Rendere pan per focaccia
È un’espressione che, quando viene usata, pare ai più negativa: spesso ce ne serviamo per indicare la volontà di ricambiare un torto o restituire un’offesa a chi ce l’ha fatta. Essa deriva dal fatto che le parole «pane» e «focaccia» (dal latino tardo focacia, derivato di focus = «fuoco») rimandano a cibi che condividono proprio tutto: entrambi sono il prodotto di farina, acqua, lievito e sale; entrambi sono cotti nel forno o alla brace; entrambi sono molto gustosi… Peccato per l’uso lessicale negativo!

Siamo alla frutta!
Se è vero che, come dice il proverbio, «il mondo è bello perché è vari», è chiaro che siamo liberi di avere i nostri gusti, così come gli altri hanno i loro. Tuttavia c’è una questione, relativa alla distribuzione delle portate durante il pasto, su cui si è discusso a lungo: quando portare in tavola il dolce?

Prima o dopo la frutta? Per trovare una risposta a questa domanda, un aiuto può venirci anche da lessico. Chi infatti non conosce la locuzione «siamo alla frutta»? È un modo di dire che usiamo spesso quando vogliamo dire, ad esempio che siamo rimasti senza soldi, o che siamo in una situazione problematica e non vediamo vie d’uscita o soluzioni, cioè quando pare proprio che non ci sia più niente da fare.

Questa espressione tipica della lingua italiana sembrerebbe considerare la frutta come conclusione di un pranzo o una cena. E infatti, se diciamo «siamo alla frutta» è perché non c’è proprio più nulla che possa cambiare la situazione: siamo alla fine!

L’immagine cambia però quando leggiamo gli scritti di alcuni personaggi importanti della cultura italiana, che hanno influenzato profondamente anche la nostra tavola. Già Pietro Bembo (1470-1547), una delle figure salienti del periodo rinascimentale, che diede un contributo decisivo alla codificazione della lingua letteraria italiana, scriveva:

«quando vogliono dimostrare che alcuno sia in estrema miseria caduto, dicono di lui essere al verde… Il medesimo si dinota con dire che alcuno sia giunto alle frutte: perciocché questo è l’ultimo cibo che si pon sulle tavole». (Pietro Bembo, Osservazioni sulla volgar lingua, 1525).

Dunque, se, secondo l’uso, la frutta costituisce l’ultima portata del menù, ecco allora che l’espressione «dulcis in fundo» (= il dolce viene alla fine [del pasto]), contiene invece l’augurio che alla fine di un determinato evento della vita, così come di un pasto, non manchi qualcosa di dolce, cioè di positivo.

"Togliere le castagne dal fuoco" e "Cogliere in castagna"
Una conferma della diffusa presenza della castagna nella nostra alimentazione si registra anche nel linguaggio, che ancora oggi mantiene espressioni come «togliere le castagne dal fuoco», detto di chi procura un vantaggio ad altri.

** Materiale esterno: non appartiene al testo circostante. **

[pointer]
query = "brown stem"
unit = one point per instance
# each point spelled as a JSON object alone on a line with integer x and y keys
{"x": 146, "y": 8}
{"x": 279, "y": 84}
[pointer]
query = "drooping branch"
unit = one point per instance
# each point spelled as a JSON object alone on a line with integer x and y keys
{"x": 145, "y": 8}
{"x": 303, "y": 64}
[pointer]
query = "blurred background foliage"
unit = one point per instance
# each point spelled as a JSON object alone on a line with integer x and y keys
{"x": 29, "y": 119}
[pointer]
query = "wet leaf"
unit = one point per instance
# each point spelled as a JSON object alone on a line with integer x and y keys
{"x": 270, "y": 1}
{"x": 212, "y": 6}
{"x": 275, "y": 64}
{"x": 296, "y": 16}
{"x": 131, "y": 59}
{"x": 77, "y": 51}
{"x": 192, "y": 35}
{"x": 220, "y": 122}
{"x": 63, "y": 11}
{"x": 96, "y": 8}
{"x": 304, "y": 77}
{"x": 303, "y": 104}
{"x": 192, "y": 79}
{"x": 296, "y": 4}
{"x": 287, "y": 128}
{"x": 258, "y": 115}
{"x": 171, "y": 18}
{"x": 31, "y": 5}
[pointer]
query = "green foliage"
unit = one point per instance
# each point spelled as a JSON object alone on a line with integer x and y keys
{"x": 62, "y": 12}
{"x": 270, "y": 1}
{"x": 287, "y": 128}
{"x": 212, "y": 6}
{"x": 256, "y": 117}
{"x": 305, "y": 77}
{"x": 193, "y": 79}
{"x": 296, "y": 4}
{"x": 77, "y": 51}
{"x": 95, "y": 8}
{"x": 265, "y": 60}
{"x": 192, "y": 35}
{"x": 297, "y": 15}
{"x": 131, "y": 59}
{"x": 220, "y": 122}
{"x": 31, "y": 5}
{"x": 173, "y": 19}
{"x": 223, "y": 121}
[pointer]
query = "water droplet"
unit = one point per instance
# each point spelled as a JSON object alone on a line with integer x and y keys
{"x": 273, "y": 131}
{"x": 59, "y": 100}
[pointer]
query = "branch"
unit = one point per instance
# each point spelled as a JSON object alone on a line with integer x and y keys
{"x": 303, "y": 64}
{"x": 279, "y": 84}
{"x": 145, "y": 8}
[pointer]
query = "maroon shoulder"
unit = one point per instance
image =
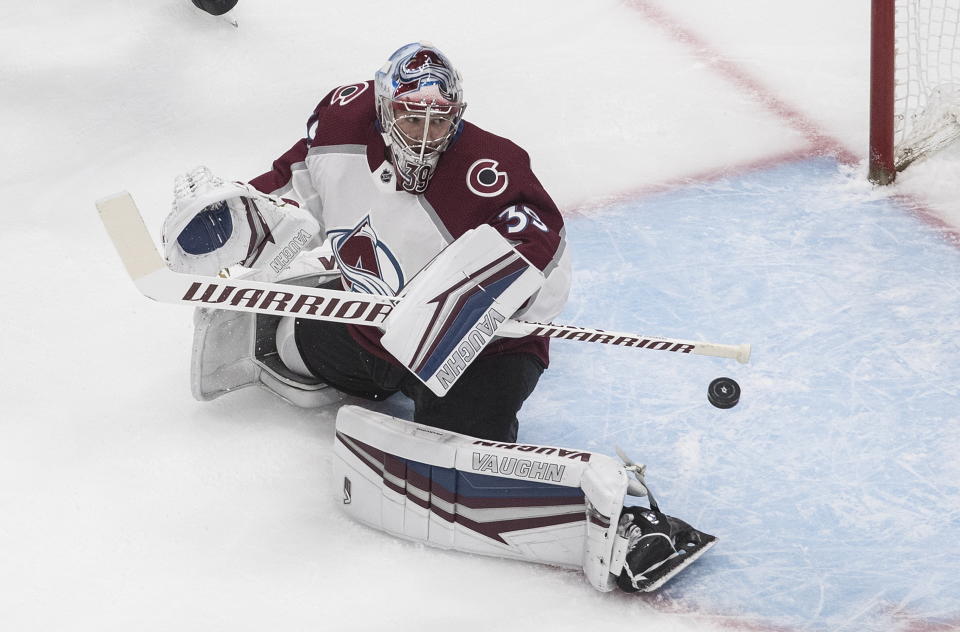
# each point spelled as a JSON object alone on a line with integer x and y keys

Troviamo raffigurato questo modo di dire anche in una delle favole di Jean de La Fontaine, scrittore e poeta francese, autore di celebri favole con intenti moralisti, in cui un gatto si scotta le zampe per togliere le castagne dalle braci a favore di una scimmia: in questo caso viene messo in rilievo il tentativo di far correre ad altri i pericoli di un’azione.

E certamente è noto anche l’uso delle locuzioni «cogliere in castagna» o «prendere un marrone» quando si vuole sottolineare che qualcuno sta commettendo un errore: in questi casi, la spiegazione sta nel fatto che la castagna è il frutto della pianta selvatica, mentre il marrone è quello della pianta coltivata e migliorata con successivi innesti.